- The Washington Times
Friday, November 8, 2019

The National Rifle Association dropped a lawsuit Thursday against the city of San Francisco for passing a measure that labeled the group a “domestic terror organization.”

“We’re pleased the NRA backed down on its frivolous lawsuit. This was a baseless attempt to silence San Francisco’s valid criticisms of the NRA and distract from the gun violence epidemic facing our country,” San Francisco City Attorney Dennis Herrera said in a written statement to KTVU.

The NRA sued the city after lawmakers passed a measure classifying the Second Amendment advocacy group as a “terrorist organization.”

The city’s board of supervisors said the NRA is causing “an epidemic of gun violence” by using “its considerable wealth and organization strength to promote gun ownership and incite gun owners to acts of violence.”

The NRA called the measure a “stunt” and sued the city a week later for free speech infringement, accusing city officials of trying to ice the NRA out of the city.

After San Francisco Mayor London Breed told city departments the following month to disregard the board’s terrorist designation, the NRA called it a “clear concession” and declared itself victorious.

NRA attorney William A. Brewer III said that despite its lawsuit withdrawal, the group believes this is a “victory.”

“Today the NRA withdrew its lawsuit in SF — and now celebrates the important victory it obtained on behalf of its members,” he said, according to KTVU. “As has been widely reported, after the Association challenged the unconstitutional resolution, the city beat a hasty retreat and backed down from its wildly illegal blacklisting scheme.

“The censors are on notice.
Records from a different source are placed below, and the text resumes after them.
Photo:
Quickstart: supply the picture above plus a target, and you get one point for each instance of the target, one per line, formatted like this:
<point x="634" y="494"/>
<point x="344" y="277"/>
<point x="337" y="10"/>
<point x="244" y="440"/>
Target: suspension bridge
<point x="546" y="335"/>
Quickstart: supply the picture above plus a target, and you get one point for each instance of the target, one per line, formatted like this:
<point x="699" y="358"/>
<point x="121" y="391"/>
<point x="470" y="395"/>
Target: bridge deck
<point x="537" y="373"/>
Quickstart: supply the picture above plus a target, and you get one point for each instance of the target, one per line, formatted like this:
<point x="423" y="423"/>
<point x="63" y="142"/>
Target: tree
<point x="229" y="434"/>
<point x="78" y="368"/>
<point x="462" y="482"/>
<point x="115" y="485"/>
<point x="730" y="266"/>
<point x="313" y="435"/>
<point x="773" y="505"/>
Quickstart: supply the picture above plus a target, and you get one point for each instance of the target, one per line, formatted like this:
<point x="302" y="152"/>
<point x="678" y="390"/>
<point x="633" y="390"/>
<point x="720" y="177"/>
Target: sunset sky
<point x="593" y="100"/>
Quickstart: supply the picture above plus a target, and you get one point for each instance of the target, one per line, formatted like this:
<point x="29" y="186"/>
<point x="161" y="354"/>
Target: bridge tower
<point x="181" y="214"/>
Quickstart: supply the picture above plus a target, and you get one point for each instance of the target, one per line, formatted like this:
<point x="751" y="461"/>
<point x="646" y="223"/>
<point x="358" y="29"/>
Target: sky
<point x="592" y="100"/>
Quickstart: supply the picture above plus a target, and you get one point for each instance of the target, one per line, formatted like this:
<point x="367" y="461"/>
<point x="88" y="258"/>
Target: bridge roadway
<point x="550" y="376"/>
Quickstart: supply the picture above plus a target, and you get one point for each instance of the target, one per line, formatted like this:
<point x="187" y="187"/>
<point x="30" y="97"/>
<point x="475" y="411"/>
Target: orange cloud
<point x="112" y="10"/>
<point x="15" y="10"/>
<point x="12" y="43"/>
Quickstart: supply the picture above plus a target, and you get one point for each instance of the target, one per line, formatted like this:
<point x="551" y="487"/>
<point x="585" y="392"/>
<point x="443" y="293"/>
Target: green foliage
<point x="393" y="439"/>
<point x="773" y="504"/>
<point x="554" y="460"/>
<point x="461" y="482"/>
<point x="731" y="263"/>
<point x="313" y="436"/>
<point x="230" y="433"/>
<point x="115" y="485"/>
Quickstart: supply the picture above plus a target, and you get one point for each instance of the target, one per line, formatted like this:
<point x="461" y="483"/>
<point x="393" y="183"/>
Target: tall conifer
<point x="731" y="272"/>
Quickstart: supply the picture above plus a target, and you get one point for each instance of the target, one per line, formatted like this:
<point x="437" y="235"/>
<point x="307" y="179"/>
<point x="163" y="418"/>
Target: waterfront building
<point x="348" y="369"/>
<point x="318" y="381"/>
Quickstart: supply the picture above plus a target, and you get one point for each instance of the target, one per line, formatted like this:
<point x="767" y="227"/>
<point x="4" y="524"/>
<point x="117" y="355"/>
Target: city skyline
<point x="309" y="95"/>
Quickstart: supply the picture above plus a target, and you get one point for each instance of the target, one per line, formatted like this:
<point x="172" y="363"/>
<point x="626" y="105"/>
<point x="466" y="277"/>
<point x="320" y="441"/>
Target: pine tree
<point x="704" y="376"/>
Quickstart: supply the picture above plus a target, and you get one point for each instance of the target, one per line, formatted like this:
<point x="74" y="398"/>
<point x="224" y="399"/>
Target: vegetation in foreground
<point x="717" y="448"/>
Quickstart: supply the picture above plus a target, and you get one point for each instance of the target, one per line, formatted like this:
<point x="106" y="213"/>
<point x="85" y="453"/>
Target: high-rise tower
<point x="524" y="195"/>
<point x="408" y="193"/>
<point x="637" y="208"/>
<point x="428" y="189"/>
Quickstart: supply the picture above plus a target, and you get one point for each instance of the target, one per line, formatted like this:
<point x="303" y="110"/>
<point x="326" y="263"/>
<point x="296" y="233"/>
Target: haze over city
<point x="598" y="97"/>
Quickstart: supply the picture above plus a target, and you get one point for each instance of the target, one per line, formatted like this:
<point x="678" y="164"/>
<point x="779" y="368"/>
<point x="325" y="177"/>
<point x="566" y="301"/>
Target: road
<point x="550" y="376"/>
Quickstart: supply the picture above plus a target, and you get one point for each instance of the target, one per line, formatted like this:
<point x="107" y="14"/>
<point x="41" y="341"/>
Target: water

The NRA will always fight for the Constitution, and will re-file if the city tries anything like this in the future,” he added.

Mr. Herrera said in his statement that “San Francisco will never be intimidated by the NRA.”

“If the NRA doesn’t want to be publicly condemned for its actions, it should stop sabotaging common-sense gun safety regulations that would protect untold numbers of Americans every year, like universal background checks, an assault weapons ban, and restrictions on high-capacity magazines,” Mr. Herrera wrote.